On the eve of International Child Protection Day, Prime Minister Hun Sen used a speech on Phnom Penh’s Koh Pich island to praise his government for making the rights and needs of children a priority since the fall of the Khmer Rouge.
“After January 7th, Liberation Day, Cambodian children have been protected, supported and taken care of, and children’s rights have been promoted,” the premier said during the event on Tuesday.
But a new report released by a group of local and international NGOs paints a far less flattering picture of the situation, noting that many commune-level committees tasked with advocating for the welfare of women and children are ill-equipped and underfunded.
In 2004, the government established Commune Committees for Women and Children (CCWCs) in each of the country’s more than 1,600 communes. Made up of government, police, health and education officials, the committees are meant to identify issues facing women and children and request funding and services on an as-needed basis.
“CCWCs had moved beyond their mandated roles in awareness raising, advocacy and monitoring roles, to provide services themselves,” despite inadequate training and a lack of government funding, says the report, which was jointly commissioned by Unicef, World Vision, Save the Children, Child Fund Cambodia and Plan International.
Based on interviews conducted late last year with 30 CCWCs in 10 provinces, the report explains that CCWCs have been forced to fill the void left by the absence of social workers, counselors and shelters.
While domestic violence, for example, is described by the majority of interviewees as “the issue that took up most of their time,” committee members often employed ineffective solutions to address it.
“CCWC members frequently reported that they responded to domestic violence by advising the perpetrator to stop,” the report says. “[M]any CCWC members did not believe this response to be adequate, but employed it when they believed they had few other options.”

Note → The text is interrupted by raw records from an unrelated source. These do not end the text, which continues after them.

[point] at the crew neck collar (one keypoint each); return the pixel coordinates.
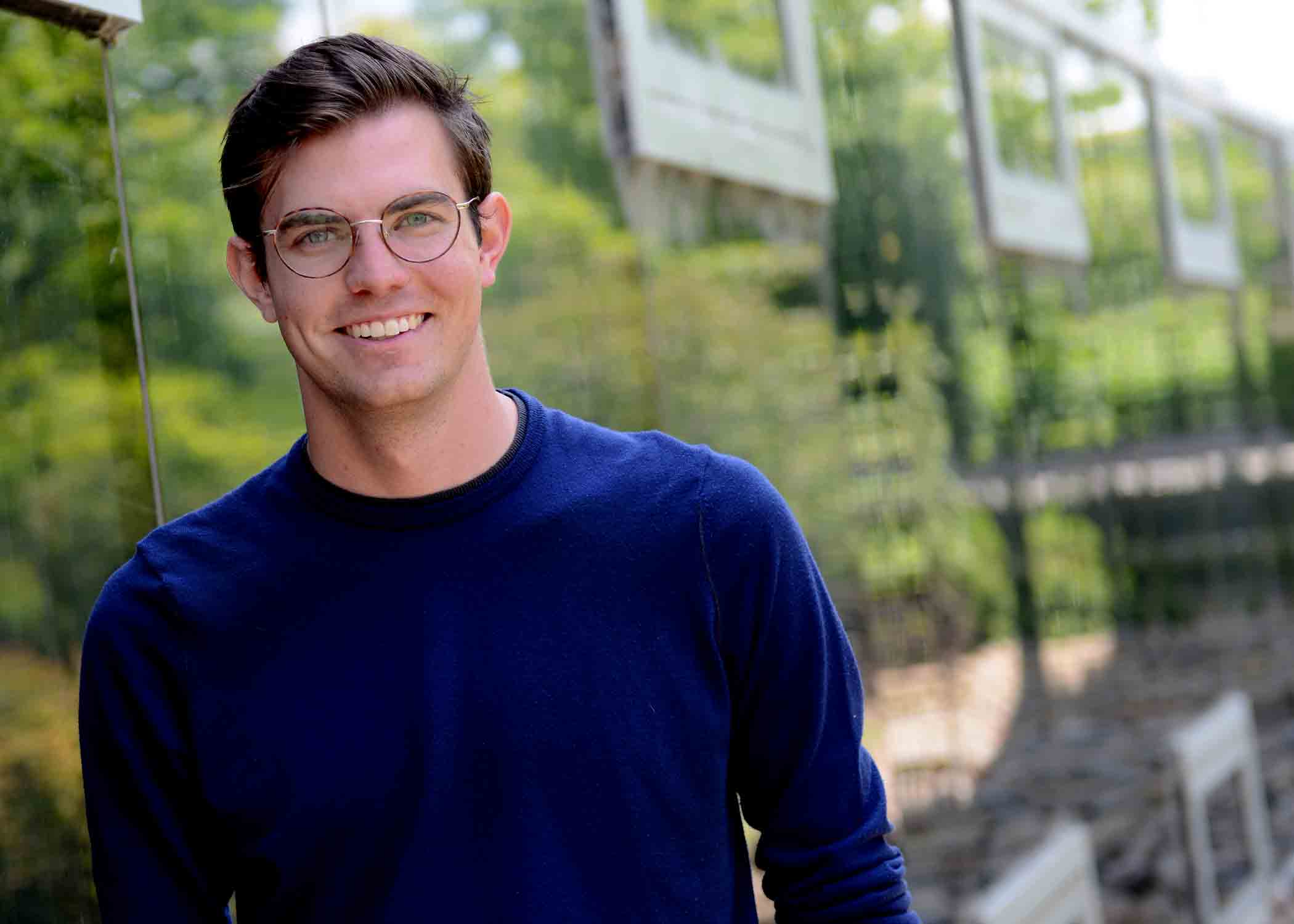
(442, 506)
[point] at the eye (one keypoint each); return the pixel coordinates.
(316, 237)
(415, 221)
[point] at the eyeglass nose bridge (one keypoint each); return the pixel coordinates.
(355, 238)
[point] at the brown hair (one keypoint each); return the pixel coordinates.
(328, 84)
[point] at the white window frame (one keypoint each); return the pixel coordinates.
(1020, 213)
(702, 116)
(1196, 253)
(1209, 751)
(1055, 884)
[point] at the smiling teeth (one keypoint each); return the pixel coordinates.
(378, 330)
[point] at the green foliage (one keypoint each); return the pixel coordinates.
(44, 849)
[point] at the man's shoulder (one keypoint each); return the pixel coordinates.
(643, 460)
(651, 464)
(227, 530)
(205, 548)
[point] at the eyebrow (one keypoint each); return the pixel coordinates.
(418, 198)
(309, 216)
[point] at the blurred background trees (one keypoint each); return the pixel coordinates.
(874, 375)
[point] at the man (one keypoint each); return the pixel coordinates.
(458, 657)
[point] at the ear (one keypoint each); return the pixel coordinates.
(241, 264)
(496, 228)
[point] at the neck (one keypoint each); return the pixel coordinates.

Worryingly, CCWC members also overwhelmingly support “reconciliation” sessions wherein victims are often asked to accept partial responsibility for physical and sexual abuse, the report says. “Inadequate food preparation, talking to outsiders or complaining to an abusive spouse were all listed as forms of provocation,” it says.
“Regrettably, the focus on reconciliation rather than prosecution removes a much needed deterrent and places women and children at continued risk of violence.”
Although CCWCs are often willing—even eager—to provide support, a lack of training among committee members means vulnerable children are failed in the end, according to the report.
“For example, an overreliance on reconciliation of cases places victims at continued risk,” it says. “Sexual abuse cases other than rape were not always identified [and] an over reliance on shelters and residential care institutions as the primary response for children who have been raped.”
With no alternatives, CCWCs often view residential care institutions (RCI), such as orphanages and pagodas, as the best solution when a child is at risk of violence, forced labor or poverty, the report says.
“Overall, CCWCs showed favorable attitudes to RCIs, and viewing them as an appropriate option for children’s care.”
All of the CCWCs surveyed for the report identified a lack of funding as their main hurdle, with others pointing to a lack of understanding about where funding requests could be directed and whom to contact with concerns.
Siek Mekong, the chief of Sesan district’s Srekor commune in Stung Treng province, who also acts as chief of the local CCWC, said the committees were simply unable to function properly with the amount of funding they currently receive.
“I think the administrative money is not proportionate to the work,” Mr. Mekong said, explaining that all CWCC members are volunteers, while funding for committee activities usually runs dry in the first three months of the year.
“We want the government to cooperate with local officials and train them, and the government should provide a monetary package for the people who are working in this field,” he said. The training he had received, he added, had come from NGOs such as gender development group Silaka.
Thida Khus, the founder and director of Silaka, said on Wednesday that the potential of CWCCs was frequently marred by inefficiency and the perception that women’s and children’s issues were not a priority.
“In reality, the problem is…only a few provinces are able to facilitate and hold the other technical departments accountable to the services they are meant to provide.”
Ms. Khus said Silaka had lobbied the ministries of finance and interior to help make funds more accessible to CWCC’s with a specific need for them—with no success.
“The money is there, but the process and procedure to withdraw that money is very difficult, so many of the women don’t even bother to check,” she said.
“Funds need to be allocated for the committee. There needs to be a set mandate of funds. In our research, [CCWCs] want about 20 percent of development funds from the commune budget,” she added.
“Right now, they do not even access 2 percent of those funds; many of the communes do not even have any.”